OPINION:
VICTORIOUS CENTURY: THE UNITED KINGDOM, 1800-1906
By David Cannadine
Viking, $40, 530 pages
Anyone who undertakes a general history of 19th-century Britain must marshal enormous amounts of information. In “Victorious Century,” author David Cannadine certainly succeeds in this task.
When the century began, Britain was still fighting Napoleon and fearful that his all-conquering armies would make their way onto England’s shores. While the navy defeated his ships relatively quickly, it took 15 years for the armies of Britain and her allies to win at Waterloo.
Already, the late-18th century, the Western Hemisphere’s first industrial revolution had gotten underway in England’s North and Midlands, and it proceeded apace throughout the 1800s, fueling both extraordinary increases in population and great wealth and also in extreme immiseration and poverty.
All this time the British Empire was growing into the largest the world had known. Quite a lot of this growth came from ad hoc annexations by colonial officials rather than from settled British policy. The empire brought its own pressures. Some of these were settled by peaceful devolutions of power as in the establishment of Canada then Australia and New Zealand as self-governing countries.
Other issues led to draining and often ignominious wars, such as the opium wars against China, the Crimean war against Russia, and prolonged and bitter battles with Ireland and India about self-determination.
Indeed, problems and issues, both major and minor, abounded, and David Cannadine’s clear and orderly presentation shows readers how Conservative and Liberal politicians worked through them.
Often prompted by middle- and working-class reformers, by the end of the century they had established less onerous factory conditions, especially for women and children, introduced a nation-wide system of education, abandoned the protection of corn and other foodstuffs so even the poorest could eat, made it possible for people other than Anglicans to serve in parliament, and enormously widened the franchise — though not enough to include women.
In explaining the issues involved in these and other reforms, Mr. Cannadine often shows how the personalities of politicians such as the Duke of Wellington, Sir Robert Peel, William Gladstone, Benjamin Disraeli and Lord Palmerston — who was in office almost continuously from 1809 to 1865 — shaped policy and events.
Notably, he writes much less about working class or radical campaigners such as the Chartists, trades unionists, and suffragettes, than he does about the mostly aristocratic politicians who, decade after decade, hogged ministerial positions.
Indeed, he seems most engaged when discussing 19th-century politics, particularly Britain’s relationship with its overseas territories, including Ireland. He tends to present social issues in terms of statistics about such things as living conditions and life expectations, who worked in what industries, and the quantitative effects of their efforts.
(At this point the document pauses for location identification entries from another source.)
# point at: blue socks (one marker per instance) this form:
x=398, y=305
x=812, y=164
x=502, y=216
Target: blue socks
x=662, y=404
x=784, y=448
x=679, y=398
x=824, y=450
His illuminating exposition of the 1851 census is illustrative. It showed that while cities such as London and Manchester were huge, most people still lived in smaller towns and cities. More people worked in agriculture than in industry, and most industrial workers labored in small or medium workshops rather than giant factories.
He frequently points out the contrasts — ironic were they not so painful — between Britain’s technological advances and consequent wealth on the one hand, and its poverty and backwardness on the other. “The United Kingdom might be the most advanced and modern nations on the globe,” he notes in his discussion of the 1851 census, “but it was also a nation where the majority of the population were not only under-employed, under-nourished and largely indifferent to religion, but under-schooled as well.”
Mr. Cannadine writes fluently, sometimes entertainingly, and without academic pomposity. This means the 530 densely packed pages of “Victorious Century” can be read relatively quickly, though ideally readers should have some knowledge of the major events and issues of 19th-century Britain as back-stories are rarely included.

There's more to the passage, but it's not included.